We did see responses in the TP53 cohort, so that was very encouraging. [Of those 4 patients], 1 had a CR/CRi, and 1 showed a reduction of blasts but not enough to meet the criteria for CR. One went on to receive consolidation, and one was bridged to a donor leukocyte infusion.
It seemed like we were succeeding in terms of supporting these patients. The median time to next therapy was about 2.5 months, so 76 days. The median overall survival for the patients was 218 days, so it seemed to come with some clinical benefit.
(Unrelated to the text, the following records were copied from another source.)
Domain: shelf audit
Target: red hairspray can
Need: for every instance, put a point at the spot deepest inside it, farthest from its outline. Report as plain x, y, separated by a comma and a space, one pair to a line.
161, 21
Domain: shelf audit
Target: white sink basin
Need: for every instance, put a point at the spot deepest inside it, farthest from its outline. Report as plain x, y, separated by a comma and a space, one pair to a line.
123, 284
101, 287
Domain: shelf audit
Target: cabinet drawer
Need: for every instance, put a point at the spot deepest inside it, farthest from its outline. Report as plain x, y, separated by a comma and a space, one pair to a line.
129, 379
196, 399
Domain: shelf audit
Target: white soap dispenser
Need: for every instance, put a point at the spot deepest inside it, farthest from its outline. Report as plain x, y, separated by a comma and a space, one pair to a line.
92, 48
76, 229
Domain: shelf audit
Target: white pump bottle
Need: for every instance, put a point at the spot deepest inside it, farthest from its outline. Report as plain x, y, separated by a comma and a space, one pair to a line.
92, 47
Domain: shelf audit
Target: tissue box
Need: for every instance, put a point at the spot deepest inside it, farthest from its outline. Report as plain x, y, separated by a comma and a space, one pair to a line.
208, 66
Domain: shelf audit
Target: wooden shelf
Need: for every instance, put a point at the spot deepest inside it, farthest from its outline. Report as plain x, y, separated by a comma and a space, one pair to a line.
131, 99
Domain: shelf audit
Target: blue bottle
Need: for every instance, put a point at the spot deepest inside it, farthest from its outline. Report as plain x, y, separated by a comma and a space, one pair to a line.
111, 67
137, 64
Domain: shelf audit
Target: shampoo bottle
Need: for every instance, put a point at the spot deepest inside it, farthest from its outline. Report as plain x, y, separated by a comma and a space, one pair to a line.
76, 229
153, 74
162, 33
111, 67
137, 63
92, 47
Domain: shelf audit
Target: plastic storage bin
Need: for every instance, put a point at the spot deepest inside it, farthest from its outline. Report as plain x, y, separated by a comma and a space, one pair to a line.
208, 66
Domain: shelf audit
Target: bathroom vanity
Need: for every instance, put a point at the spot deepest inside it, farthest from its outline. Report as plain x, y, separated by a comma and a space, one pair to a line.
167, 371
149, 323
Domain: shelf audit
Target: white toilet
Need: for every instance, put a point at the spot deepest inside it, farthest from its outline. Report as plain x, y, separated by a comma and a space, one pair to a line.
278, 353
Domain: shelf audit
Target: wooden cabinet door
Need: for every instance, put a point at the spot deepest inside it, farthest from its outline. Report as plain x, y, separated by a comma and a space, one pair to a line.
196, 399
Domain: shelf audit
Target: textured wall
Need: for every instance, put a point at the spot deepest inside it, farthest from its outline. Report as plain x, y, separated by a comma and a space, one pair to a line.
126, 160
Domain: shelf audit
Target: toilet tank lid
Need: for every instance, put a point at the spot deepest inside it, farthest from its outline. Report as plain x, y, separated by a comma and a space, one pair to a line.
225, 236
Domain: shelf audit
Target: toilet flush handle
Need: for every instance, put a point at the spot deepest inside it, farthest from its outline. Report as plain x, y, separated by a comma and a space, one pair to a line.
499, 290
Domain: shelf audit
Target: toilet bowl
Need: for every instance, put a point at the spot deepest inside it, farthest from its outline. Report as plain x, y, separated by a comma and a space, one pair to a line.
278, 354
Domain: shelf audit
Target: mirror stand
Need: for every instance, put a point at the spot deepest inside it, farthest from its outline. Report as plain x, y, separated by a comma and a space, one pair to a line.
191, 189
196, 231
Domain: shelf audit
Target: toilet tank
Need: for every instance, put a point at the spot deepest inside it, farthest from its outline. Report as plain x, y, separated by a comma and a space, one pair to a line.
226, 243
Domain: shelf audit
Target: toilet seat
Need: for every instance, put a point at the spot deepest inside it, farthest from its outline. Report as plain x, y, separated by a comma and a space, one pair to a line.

With regard to what happened when patients progressed, after CPX-351, we only saw responses to any subsequent therapy in 2 patients. The other 8 patients were refractory to every subsequent therapy that was administered, ranging from chemotherapy to targeted therapy. This speaks to the nature of the patients that were enrolled.
Next steps are to figure out what we can do with CPX-351. That may be combining it with novel agents like venetoclax [Venclexta] or even asparaginase [crisantaspase, erwinase]. It may also mean continuing to treat more intensively since we really didn’t see any significant toxicity in the consolidation phases.
Once patients moved to the lower intensity CPX-351, they were more likely to progress, if they didn’t go on to transplant. We would probably want to think about continuing the induction dosing for at least 1 additional cycle to help deepen responses for some of these patients.